// the find
kennethreitz/bake
Bake — the strangely familiar workflow utility.
Bake is a Makefile replacement that lets you write real bash in your task definitions, with dependency chaining, file-based cache invalidation, and explicit environment variable whitelisting. It's from Kenneth Reitz (requests, httpbin) and targets the same audience as Makefile or Invoke — developers who want a simple task runner without Make's syntax quirks. At 639 stars and last touched in late 2024, it's alive but not thriving.
The environment isolation is the genuinely good idea here — env vars must be explicitly passed via --allow or --environ-json, which prevents the classic 'works on my machine' failure where a task silently depends on whatever happened to be exported in your shell. The file-based skip cache (@skip:key=yarn.lock) is practical and avoids redundant installs without needing a build system. The @confirm and @confirm:secure annotations for dangerous tasks are a nice touch — interactive confirmation before running destructive steps. The bats-based test suite is thorough for a project this size.

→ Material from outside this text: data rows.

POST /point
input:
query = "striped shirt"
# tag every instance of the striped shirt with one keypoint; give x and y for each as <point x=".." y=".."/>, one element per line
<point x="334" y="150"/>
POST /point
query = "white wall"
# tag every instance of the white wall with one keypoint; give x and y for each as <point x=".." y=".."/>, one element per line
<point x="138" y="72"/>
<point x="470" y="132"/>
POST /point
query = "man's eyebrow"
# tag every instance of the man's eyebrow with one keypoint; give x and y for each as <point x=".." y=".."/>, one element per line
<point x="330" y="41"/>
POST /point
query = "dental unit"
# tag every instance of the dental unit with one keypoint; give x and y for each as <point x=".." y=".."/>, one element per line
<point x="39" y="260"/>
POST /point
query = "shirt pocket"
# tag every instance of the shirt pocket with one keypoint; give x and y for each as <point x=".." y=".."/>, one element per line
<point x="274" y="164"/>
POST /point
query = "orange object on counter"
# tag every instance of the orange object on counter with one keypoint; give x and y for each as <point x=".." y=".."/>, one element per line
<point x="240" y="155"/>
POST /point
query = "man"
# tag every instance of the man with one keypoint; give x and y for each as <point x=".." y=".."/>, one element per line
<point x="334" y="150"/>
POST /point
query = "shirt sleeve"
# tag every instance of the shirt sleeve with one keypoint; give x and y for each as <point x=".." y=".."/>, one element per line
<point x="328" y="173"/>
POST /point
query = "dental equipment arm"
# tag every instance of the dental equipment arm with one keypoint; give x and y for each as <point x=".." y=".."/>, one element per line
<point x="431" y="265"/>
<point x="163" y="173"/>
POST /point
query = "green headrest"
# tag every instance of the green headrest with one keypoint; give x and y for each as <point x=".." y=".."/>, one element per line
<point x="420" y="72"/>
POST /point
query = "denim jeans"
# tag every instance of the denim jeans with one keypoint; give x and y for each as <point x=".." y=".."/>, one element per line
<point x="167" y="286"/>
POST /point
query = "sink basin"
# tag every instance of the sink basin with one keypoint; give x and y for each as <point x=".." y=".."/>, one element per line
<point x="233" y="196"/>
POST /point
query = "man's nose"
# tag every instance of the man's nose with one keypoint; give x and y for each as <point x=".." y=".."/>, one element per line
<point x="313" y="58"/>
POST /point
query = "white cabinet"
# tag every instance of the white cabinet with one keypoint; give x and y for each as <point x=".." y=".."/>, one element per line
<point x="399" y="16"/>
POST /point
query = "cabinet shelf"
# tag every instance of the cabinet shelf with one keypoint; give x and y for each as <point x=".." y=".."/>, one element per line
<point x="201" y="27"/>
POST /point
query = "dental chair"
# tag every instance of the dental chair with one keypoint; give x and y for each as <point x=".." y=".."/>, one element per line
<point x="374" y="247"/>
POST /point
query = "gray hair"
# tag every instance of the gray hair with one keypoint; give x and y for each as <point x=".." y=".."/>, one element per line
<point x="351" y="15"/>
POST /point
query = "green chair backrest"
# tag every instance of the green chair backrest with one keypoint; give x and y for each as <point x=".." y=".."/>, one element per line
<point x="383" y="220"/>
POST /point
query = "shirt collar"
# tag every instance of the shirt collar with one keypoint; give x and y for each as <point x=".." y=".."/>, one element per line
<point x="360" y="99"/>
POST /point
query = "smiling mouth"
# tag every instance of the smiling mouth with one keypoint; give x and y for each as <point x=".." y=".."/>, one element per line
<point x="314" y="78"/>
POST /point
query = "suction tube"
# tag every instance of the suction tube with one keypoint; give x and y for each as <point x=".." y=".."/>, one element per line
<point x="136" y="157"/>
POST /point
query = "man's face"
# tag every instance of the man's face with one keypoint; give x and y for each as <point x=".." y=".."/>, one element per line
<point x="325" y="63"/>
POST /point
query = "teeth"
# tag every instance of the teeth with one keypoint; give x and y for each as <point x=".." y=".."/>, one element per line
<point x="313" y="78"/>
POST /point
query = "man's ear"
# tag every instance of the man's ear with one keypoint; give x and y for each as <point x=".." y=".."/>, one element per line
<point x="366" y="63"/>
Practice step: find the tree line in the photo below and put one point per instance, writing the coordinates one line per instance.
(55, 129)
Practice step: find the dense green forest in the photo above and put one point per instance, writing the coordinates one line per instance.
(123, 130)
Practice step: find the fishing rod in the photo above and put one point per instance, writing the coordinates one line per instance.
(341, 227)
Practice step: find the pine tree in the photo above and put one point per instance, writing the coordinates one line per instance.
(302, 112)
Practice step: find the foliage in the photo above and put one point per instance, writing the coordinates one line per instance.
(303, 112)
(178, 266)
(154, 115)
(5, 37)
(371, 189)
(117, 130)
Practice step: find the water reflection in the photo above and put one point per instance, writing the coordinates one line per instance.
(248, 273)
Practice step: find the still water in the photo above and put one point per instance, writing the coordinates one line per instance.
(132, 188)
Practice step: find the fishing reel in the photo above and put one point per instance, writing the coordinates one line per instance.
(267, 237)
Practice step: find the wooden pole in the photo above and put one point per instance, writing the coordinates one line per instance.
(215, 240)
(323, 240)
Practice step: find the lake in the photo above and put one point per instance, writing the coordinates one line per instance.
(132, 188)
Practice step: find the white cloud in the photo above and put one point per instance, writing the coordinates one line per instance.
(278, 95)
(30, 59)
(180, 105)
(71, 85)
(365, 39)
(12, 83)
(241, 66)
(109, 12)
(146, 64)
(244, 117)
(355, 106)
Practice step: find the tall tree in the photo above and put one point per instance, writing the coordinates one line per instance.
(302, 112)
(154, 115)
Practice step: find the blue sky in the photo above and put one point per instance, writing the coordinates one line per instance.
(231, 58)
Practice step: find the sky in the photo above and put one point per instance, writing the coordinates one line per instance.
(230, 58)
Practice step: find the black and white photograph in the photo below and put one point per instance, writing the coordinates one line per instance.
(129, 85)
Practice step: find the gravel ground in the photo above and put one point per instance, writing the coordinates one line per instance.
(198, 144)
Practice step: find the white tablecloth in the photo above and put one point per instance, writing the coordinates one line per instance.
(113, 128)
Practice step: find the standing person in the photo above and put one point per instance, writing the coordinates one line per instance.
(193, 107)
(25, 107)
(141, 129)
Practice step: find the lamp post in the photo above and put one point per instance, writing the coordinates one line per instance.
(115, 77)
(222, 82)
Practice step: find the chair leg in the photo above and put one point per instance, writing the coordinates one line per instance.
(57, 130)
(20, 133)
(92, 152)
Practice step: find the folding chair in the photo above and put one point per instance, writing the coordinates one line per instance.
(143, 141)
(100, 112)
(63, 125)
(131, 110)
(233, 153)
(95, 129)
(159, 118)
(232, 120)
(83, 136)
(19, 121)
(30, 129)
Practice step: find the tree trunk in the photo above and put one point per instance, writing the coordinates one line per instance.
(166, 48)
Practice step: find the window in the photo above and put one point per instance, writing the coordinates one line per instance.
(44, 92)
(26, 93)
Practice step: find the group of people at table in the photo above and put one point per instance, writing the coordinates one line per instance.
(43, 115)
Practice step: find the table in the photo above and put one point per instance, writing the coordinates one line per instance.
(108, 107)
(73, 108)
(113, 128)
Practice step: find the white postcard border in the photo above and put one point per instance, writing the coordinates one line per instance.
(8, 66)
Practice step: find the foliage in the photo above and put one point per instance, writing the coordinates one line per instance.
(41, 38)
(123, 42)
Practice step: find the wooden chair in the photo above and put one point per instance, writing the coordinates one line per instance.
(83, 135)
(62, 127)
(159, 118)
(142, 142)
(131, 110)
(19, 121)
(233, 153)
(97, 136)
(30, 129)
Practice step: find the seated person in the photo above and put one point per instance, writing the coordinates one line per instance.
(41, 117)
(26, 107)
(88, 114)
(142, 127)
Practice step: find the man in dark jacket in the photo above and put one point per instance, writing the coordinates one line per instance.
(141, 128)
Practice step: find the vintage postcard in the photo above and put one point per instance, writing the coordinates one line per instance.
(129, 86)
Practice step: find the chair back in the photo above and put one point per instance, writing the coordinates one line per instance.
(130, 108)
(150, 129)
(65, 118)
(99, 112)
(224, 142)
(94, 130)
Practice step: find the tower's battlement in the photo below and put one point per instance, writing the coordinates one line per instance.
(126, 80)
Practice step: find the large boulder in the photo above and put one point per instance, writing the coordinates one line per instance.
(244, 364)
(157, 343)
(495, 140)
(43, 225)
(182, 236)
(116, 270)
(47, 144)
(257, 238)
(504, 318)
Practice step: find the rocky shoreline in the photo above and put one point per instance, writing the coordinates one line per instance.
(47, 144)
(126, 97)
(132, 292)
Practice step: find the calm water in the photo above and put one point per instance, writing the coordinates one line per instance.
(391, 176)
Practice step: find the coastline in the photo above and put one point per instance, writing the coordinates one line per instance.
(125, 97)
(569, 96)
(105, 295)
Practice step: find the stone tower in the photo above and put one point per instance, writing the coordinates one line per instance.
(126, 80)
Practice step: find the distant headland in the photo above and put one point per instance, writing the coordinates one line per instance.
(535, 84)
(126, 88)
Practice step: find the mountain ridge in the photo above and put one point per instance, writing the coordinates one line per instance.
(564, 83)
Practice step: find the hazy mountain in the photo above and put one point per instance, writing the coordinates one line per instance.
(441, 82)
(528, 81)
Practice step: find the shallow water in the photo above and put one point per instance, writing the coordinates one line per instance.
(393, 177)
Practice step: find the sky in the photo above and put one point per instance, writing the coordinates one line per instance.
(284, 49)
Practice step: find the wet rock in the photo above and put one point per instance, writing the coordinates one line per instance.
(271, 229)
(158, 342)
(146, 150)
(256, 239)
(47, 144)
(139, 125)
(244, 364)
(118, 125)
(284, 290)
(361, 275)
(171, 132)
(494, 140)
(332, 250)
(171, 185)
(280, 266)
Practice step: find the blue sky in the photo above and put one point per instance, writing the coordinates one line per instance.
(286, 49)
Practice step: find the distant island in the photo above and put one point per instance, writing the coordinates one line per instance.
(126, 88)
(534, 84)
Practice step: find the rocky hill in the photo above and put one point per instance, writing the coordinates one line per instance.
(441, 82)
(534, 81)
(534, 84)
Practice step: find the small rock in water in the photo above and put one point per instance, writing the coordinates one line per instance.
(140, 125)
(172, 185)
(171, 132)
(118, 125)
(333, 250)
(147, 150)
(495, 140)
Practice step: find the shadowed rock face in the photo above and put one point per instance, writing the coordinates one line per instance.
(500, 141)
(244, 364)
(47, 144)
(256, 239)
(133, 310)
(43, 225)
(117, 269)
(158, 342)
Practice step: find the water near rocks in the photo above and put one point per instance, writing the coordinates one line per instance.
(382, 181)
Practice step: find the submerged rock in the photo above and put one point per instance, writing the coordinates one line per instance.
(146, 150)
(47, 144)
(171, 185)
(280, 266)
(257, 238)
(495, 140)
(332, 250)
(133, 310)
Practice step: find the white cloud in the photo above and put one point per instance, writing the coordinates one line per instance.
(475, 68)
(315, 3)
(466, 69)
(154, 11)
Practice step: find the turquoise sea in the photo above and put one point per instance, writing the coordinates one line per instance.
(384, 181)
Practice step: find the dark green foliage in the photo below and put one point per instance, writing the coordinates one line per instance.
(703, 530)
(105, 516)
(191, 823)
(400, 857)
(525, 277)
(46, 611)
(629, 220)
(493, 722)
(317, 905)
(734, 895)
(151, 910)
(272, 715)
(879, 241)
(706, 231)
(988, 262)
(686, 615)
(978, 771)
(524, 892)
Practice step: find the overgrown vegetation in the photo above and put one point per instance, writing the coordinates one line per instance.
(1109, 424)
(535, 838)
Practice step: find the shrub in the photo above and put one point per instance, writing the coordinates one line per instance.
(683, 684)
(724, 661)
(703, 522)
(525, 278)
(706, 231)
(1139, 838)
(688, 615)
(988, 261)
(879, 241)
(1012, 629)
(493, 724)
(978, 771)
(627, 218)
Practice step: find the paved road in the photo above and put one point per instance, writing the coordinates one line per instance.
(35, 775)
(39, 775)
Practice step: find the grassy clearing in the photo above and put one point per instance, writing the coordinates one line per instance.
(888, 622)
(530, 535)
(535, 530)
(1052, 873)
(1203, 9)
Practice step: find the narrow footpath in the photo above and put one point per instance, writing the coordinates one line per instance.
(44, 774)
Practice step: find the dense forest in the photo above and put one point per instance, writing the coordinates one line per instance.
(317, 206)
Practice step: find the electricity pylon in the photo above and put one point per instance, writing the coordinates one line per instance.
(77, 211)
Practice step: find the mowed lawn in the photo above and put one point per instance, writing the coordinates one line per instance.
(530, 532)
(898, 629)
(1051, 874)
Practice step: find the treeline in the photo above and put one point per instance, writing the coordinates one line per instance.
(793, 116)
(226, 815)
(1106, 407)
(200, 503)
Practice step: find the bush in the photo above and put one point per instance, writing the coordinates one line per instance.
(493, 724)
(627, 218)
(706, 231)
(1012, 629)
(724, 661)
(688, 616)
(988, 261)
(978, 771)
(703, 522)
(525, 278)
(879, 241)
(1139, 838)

The README says 'under development' in 2019 and that hasn't changed — the docs are sparse and the 'many other benefits' are still unexpressed five years later. No parallel task execution, which is a real gap compared to something like just or cargo-make. Depends on delegator.py, which is itself a thin wrapper around pexpect; this is an indirect dependency you're inheriting for basic subprocess handling. The Homebrew formula was 'coming soon' in 2019 and the pip install is still the primary path, which means it pollutes the global Python environment unless you manage it carefully.